|San Giuseppe a Capo le Case|
|English name:||St Joseph at the end of the Houses|
|Address:||Via Francesco Crispi|
San Giuseppe a Capo le Case is a dependent church of the parish of Sant'Andrea delle Fratte, although it has its own priest. It is in the Via Francesco Crispi, just north of the Largo di Tritone in the rione Colonna. Picture of the church on Wikimedia Commons. 
The name "Capo le Case" basically means "Where the houses end", and that was true at the start of the church's history. The area was open countryside when Pope Sixtus V had the Via Sistina built, and it attracted several religious foundations from the late 16th century. The Discalced Carmelite nuns of the reform begun by St Teresa of Avila settled here in 1598, and finished their purpose-built church in 1628. It remained the convent chapel until the nuns were dispossessed by the Italian government in 1873. Then it was deconsecrated for a time in the late 19th century, and the fittings dispersed. They included several very important works of art, since the nunnery was popular among Roman benefactors for the strictness of its way of life. The church received a new lease of life when it was taken over by the Archconfraternity of the Precious Blood in 1936.

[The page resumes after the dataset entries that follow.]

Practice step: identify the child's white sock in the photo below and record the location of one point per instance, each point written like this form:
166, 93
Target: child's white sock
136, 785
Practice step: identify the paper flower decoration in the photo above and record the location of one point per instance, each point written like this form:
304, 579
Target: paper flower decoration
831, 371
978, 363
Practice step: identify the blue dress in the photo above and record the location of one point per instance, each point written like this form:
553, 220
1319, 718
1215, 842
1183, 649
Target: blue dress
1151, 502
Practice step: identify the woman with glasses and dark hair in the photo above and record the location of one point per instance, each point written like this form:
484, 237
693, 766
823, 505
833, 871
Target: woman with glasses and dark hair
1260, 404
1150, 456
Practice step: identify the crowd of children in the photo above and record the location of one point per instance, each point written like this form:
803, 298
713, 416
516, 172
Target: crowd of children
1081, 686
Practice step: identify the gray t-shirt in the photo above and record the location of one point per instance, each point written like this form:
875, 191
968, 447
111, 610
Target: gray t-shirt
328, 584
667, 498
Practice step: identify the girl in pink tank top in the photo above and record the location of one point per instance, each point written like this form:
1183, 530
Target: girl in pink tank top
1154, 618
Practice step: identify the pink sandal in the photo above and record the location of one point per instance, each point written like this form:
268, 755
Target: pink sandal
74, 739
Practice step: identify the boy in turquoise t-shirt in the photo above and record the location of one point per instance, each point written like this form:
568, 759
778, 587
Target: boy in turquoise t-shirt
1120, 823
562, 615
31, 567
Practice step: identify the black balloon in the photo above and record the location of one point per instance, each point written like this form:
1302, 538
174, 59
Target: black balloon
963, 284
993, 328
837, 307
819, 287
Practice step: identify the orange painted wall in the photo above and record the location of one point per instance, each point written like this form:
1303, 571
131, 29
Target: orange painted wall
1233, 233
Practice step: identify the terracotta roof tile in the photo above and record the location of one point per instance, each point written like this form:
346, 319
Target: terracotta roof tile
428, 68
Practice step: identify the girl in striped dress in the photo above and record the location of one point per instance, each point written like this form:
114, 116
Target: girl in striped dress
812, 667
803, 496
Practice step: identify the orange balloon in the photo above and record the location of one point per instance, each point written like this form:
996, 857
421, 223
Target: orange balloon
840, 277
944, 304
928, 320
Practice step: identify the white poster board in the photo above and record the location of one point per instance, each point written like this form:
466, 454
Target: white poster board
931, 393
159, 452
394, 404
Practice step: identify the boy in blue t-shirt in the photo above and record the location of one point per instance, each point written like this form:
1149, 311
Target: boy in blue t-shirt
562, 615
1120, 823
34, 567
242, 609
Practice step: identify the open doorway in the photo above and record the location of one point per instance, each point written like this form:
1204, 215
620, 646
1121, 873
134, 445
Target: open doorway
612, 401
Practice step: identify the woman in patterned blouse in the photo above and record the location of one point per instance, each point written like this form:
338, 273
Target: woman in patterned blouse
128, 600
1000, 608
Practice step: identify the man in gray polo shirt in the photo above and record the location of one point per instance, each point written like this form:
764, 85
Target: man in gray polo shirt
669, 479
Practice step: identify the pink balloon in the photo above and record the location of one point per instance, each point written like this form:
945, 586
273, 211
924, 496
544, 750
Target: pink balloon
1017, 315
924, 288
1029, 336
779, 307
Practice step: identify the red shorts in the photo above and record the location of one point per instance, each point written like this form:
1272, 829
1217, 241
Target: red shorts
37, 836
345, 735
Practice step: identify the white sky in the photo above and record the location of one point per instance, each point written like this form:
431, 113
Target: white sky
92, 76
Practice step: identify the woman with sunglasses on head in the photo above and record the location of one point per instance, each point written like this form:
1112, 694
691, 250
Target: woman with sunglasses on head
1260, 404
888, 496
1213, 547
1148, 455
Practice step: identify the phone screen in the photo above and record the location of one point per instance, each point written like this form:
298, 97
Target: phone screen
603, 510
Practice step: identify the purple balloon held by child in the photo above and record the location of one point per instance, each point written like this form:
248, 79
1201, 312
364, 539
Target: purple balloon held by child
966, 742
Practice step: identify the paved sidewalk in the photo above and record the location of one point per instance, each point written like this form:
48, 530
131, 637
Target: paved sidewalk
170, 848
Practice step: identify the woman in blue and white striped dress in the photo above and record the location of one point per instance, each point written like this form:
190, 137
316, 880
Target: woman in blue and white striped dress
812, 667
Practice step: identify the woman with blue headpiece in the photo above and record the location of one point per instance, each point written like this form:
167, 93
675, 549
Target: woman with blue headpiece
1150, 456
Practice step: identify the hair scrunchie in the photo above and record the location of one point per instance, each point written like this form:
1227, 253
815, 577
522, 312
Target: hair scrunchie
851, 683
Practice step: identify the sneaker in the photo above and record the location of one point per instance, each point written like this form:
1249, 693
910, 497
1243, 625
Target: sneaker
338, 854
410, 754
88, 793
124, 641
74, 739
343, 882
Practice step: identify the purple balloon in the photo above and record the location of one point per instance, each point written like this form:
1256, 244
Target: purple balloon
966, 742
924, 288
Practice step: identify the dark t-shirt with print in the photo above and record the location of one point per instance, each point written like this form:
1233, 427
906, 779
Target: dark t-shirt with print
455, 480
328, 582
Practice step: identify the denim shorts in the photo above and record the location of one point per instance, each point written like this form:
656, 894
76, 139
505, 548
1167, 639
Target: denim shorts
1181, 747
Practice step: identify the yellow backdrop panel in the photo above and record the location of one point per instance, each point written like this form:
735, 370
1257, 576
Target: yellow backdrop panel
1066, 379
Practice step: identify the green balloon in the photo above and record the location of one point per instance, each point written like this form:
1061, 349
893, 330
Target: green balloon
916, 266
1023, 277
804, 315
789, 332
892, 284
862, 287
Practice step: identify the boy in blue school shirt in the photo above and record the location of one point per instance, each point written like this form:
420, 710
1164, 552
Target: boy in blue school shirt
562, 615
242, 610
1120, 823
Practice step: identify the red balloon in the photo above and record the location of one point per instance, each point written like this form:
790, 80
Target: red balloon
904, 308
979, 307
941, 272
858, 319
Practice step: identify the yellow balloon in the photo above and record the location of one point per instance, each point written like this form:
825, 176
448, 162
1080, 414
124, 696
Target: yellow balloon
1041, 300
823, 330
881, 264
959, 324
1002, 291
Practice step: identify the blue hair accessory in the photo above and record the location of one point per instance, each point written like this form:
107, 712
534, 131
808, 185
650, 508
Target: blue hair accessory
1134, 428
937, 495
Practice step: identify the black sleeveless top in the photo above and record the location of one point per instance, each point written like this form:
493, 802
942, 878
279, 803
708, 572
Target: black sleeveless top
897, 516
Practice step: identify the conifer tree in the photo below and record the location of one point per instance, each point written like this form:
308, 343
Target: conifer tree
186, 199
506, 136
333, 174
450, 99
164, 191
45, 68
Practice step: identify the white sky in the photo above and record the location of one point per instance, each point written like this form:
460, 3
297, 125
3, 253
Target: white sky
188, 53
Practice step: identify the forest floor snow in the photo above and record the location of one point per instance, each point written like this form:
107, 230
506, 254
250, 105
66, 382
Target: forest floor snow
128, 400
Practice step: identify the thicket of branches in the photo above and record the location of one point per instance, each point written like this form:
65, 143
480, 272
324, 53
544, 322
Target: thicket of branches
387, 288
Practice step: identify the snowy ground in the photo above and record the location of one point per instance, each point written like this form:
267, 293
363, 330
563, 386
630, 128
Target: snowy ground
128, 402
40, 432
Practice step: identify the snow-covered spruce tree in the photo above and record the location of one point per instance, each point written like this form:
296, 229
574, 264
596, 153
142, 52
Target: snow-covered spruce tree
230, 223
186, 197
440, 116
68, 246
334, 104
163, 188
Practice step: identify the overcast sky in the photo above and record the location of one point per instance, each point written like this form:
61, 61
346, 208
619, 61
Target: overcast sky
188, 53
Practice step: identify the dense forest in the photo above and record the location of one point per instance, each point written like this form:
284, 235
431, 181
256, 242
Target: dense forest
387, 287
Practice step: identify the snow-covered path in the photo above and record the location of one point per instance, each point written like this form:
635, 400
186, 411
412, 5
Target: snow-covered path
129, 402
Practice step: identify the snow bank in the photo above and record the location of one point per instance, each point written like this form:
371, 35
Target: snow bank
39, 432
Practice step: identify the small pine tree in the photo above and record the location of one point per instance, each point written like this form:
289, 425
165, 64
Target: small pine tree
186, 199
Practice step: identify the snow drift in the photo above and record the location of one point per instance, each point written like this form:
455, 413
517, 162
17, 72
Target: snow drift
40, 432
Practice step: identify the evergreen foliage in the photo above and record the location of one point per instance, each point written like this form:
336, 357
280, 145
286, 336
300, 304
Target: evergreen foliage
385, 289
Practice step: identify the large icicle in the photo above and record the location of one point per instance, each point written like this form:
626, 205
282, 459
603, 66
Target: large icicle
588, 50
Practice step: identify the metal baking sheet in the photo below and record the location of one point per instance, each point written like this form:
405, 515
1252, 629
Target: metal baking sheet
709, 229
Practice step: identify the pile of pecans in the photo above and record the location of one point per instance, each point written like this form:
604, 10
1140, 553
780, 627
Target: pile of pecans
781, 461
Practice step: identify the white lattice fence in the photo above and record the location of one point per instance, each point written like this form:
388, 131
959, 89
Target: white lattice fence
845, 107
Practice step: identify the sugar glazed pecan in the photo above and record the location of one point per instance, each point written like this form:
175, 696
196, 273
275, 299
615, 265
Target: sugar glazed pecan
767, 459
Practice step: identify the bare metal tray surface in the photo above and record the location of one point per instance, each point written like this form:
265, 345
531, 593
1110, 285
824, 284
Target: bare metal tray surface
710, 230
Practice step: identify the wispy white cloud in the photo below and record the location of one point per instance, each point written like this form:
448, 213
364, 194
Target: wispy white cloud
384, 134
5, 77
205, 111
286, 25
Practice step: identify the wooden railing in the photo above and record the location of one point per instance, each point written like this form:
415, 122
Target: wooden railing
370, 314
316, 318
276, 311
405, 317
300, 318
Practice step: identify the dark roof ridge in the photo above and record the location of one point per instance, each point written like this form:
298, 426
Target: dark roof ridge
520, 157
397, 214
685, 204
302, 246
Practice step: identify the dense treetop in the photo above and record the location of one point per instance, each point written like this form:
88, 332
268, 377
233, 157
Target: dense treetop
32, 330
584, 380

ExteriorEditThe simple and rather grim two-storey gabled façade bears witness that the nuns had little money when they first settled on this site. It is mostly of red brick, with some architectural details in limestone. The doorcase has a raised triangular pediment, and above it is a panel containing a mosaic of St Joseph with the Child Jesus. An interesting detail is that the doorcase is carved so as to look as if the tops of the jambs have been sliced through diagonally and displaced. There are four brick pilasters with stone Ionic capitals embellished with swags and winged heads of putti for the first storey, and they support an entablature. In the second storey is a central rectangular window flanked by four pilasters with an arched and conched niche between each pair. All of these are in brick. The entablature has Doric capitals for the pilasters superimposed, and above is a blank triangular pediment.
Since the interior was gutted when the nunnery was suppressed, the present decoration and furnishings are entirely modern.
The Franciscan lay-brother mystic St Charles of Sezze received the stigmata while attending Mass in this church in 1648. A picture of the event is preserved at the Franciscan convent at Bellagra, which purports to show the interior as it was then.